Le Tchad rejoindra, à compter du 1er janvier 2027, le cercle des pays africains ayant supprimé l’obligation de visa pour les ressortissants du continent. L’annonce a été faite le 15 juillet par le président Mahamat Idriss Déby Itno, lors de l’ouverture du premier Forum africain de l’eau organisé à N’Djamena en partenariat avec la Banque mondiale.
Le chef de l’État tchadien a profité de cette rencontre consacrée aux enjeux de l’eau pour dévoiler une mesure présentée comme un signal en faveur de l’intégration africaine. « Le Tchad, pays de Toumaï, berceau de l’humanité, ouvre ses frontières et supprime les visas d’entrée pour tous les Africains », a-t-il déclaré devant les délégations participantes, selon des propos rapportés par l’Agence d’information du Burkina (AIB).
Cette décision concerne les ressortissants des 54 autres États africains. Dans le même discours, Mahamat Idriss Déby Itno a également annoncé le lancement d’un Pacte national pour l’eau, doté de 3,8 milliards de dollars sur cinq ans, destiné à financer les infrastructures hydrauliques du pays.
Le calendrier retenu par N’Djamena est identique à celui annoncé par le Congo-Brazzaville. Le président Denis Sassou Nguesso avait, le 25 mai dernier, annoncé la suppression des visas pour les Africains à partir du 1er janvier 2027, lors des Assemblées annuelles de la Banque africaine de développement organisées à Brazzaville.

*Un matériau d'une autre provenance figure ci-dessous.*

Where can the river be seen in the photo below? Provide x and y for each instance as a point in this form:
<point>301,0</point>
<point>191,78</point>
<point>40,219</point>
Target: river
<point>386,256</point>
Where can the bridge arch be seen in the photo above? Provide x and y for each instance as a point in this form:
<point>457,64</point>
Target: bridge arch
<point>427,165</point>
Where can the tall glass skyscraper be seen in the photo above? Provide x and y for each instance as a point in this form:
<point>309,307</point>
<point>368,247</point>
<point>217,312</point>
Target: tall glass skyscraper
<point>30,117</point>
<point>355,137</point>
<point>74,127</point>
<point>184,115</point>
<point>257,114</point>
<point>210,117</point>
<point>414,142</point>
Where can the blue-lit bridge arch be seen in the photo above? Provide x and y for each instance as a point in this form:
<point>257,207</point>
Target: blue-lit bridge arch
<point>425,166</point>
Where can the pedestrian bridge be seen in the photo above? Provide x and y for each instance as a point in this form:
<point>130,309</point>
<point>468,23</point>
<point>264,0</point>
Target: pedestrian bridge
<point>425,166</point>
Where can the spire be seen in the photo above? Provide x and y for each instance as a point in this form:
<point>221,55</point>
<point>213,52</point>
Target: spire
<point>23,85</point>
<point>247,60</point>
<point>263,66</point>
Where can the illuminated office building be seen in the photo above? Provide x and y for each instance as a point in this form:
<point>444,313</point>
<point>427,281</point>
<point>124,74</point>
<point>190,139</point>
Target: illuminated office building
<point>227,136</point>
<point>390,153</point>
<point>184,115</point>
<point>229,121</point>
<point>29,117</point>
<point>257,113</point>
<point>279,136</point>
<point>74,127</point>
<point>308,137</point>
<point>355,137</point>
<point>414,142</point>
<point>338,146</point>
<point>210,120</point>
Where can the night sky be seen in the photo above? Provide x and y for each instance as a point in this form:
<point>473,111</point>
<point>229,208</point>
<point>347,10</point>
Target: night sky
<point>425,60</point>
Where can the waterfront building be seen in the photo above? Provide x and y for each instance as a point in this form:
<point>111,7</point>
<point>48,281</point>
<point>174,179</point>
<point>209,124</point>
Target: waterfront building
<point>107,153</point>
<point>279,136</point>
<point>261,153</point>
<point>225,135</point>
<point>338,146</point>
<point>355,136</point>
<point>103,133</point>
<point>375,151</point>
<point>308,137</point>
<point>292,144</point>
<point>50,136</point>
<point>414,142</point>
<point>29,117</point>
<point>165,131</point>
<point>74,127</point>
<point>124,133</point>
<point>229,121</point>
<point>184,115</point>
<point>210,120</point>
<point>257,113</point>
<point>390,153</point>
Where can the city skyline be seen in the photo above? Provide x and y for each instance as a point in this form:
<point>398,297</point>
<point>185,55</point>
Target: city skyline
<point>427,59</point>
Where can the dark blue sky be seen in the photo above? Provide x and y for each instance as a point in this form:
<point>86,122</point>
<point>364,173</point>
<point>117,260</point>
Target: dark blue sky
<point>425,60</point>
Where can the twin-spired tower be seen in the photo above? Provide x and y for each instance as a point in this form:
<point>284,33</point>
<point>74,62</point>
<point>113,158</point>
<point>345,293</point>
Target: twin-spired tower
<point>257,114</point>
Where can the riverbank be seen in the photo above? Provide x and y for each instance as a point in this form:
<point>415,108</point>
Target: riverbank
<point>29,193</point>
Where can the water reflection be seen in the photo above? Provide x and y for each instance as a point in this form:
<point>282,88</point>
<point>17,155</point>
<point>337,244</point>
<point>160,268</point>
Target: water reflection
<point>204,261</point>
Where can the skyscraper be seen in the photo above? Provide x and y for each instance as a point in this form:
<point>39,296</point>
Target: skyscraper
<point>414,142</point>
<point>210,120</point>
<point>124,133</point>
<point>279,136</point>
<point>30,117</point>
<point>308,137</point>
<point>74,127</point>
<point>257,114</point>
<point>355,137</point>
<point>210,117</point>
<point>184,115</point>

Le Tchad s’inscrit ainsi dans une dynamique engagée depuis plusieurs années sur le continent. Le Rwanda avait ouvert la voie dès 2013, en supprimant les visas pour tous les ressortissants africains. Le Bénin lui a emboîté le pas en 2017, autorisant les citoyens des autres pays africains à séjourner jusqu’à 90 jours sans visa. La Gambie et les Seychelles appliquent également une politique d’ouverture, cette dernière délivrant une autorisation d’entrée à l’arrivée.
D’autres États ont adopté des dispositifs similaires ou partiels. Le Kenya a supprimé, en 2025, l’obligation de visa pour la quasi-totalité des nationalités africaines, à l’exception de la Libye et de la Somalie pour des raisons de sécurité. L’Angola avait annoncé cette orientation dès 2023 pour plusieurs dizaines de pays, tandis que le Togo applique depuis mai 2026 une exemption de visa de 30 jours pour les citoyens africains. Le Burkina Faso a supprimé les frais de visa depuis septembre 2025, sans supprimer la formalité elle-même, alors que le Ghana a choisi de rendre gratuit son e-visa tout en maintenant la procédure de demande.
Ces évolutions s’inscrivent dans la vision portée par la Zone de libre-échange continentale africaine (ZLECAf) et par l’Agenda 2063 de l’Union africaine, qui encouragent une plus grande mobilité des personnes afin de renforcer l’intégration économique du continent. Toutefois, ces instruments ne rendent pas obligatoire la suppression des visas, chaque État conservant la maîtrise de sa politique migratoire.
À ce stade, les autorités tchadiennes n’ont pas encore précisé les modalités pratiques de cette réforme, notamment la durée de séjour autorisée ou les conditions d’application. Son entrée en vigueur au 1er janvier 2027 constituera néanmoins une nouvelle étape dans la progression, encore inégale, de la libre circulation des personnes en Afrique.